General circulation of the atmosphere - (n.)

The science of meteorology may well be said to have begun when George Hadley, in 1735, attempted to explain from physical principles why the trade winds exist. The trades are the easterly winds north and south of the equatorial doldrum belt. The trades got their name from English sailors, for their steadiness (as in "the wind blows trade," i.e. on track). Doldrums refers to the becalmed ships with flapping sails (as in the term "in the doldrums"). Hadley pointed out that equatorial solar heating would make tropical air lighter than air at high latitudes. Tropical air would thus rise, high latitude air would sink, winds at the surface would blow towards the equator, and winds aloft would blow towards the poles. Hadley realized that the rotation of the earth would cause the surface wind blowing toward the equator to veer towards the west, thus producing the system of trades familiar to the mariners of his day. This picture is quite realistic as concerns the trades and the doldrums. It had to be modified considerably, however, to account for the other global wind belts, notably the westerlies. The physicist Carl-Gustaf Rossby did this in the 1930's and 1940's, thus founding modern meteorology. Not one, but several circulation cells are involved, with air rising not only at the tropics, but also at the polar front, and with air descending in the zone separating the westerlies and the trades, the great high pressure belt which contains the centers of the ocean gyres and the deserts on land.
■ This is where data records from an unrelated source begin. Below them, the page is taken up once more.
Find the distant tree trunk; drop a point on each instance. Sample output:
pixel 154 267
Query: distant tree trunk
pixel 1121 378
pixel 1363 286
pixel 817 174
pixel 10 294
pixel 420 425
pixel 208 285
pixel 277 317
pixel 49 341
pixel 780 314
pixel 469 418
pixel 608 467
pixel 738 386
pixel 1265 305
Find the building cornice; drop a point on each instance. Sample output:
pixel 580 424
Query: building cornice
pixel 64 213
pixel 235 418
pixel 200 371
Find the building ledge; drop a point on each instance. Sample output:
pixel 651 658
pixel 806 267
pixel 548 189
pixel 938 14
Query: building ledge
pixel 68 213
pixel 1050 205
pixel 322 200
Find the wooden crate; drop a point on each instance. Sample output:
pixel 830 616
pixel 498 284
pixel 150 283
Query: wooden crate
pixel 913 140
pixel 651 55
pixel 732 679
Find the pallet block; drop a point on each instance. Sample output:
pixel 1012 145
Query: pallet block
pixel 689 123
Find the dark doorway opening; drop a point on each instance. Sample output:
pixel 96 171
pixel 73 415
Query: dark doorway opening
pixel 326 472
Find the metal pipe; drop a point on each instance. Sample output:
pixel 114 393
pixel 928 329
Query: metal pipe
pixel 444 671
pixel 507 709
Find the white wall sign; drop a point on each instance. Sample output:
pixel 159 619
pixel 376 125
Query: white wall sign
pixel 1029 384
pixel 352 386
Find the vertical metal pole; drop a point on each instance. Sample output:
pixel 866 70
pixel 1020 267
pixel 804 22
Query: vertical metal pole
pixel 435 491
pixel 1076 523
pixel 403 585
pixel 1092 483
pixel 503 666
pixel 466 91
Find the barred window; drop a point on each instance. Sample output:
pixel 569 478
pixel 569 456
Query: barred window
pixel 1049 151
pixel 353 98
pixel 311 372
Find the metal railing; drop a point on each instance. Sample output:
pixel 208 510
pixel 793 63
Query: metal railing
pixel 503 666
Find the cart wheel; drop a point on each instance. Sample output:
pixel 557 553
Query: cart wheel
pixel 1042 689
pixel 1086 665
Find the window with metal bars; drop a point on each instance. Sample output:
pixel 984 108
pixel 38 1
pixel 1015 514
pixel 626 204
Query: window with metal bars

A general scheme of circulation has the following elements: Moist air rises in a low pressure zone along an equatorial belt. This is the Intertropical Convergence Zone, or ITCZ. In the Northern Hemisphere, the ITCZ tends to move north in summer and south in winter. Also, it is deflected away from the equator by monsoonal winds, especially in the Indian Ocean region, and over Africa. Away from the ITCZ the de-watered air sinks, heating up while doing so, and produces an inversion on top of the trades. The term "inversion" refers to a vertical temperature profile that discourages convection (that is, it describes slower-than-normal cooling upward). North and south of the ITCZ, air is being sucked in close to the sea surface, just as Hadley envisioned. This air, moving toward the equator, picks up moisture (and heat) from the tropical ocean. The air's motion is deflected to the right on the northern hemisphere, and to the left on the southern hemisphere. The reason for the deflection is the rotation of the Earth, which subjects moving objects and fluid particles to the Coriolis Force. The Coriolis Force deflects every moving particle toward the right on the northern hemisphere and toward the left on the southern hemisphere. It is responsible for converting the Hadley convection into zonal winds. In the mid and high latitudes, the actual flow is much more complicated than a zonal scheme would suggest. The belt around the polar front region (roughly at 35 to 50°N), where the zone of excess heat meets that of heat deficiency, is dominated by cyclones. These are the eddies of counter-clockwise winds. The reason for the formation of eddies is that temperature gradients, heat exchange, and Coriolis forces are at a maximum here in mid-latitudes. This makes zonal air flow highly unstable. The distribution of land and sea, in mid-latitudes, greatly influences where high pressure centers and low pressure centers will develop. On the whole, the ocean gives off heat to the atmosphere. Thus, air tends to rise over the sea which establishes low pressure centers especially where warm water penetrates into high latitudes. The prime examples for more or less fixed low pressure centers resulting from this mechanism are the Iceland Low and the Aleutian Low.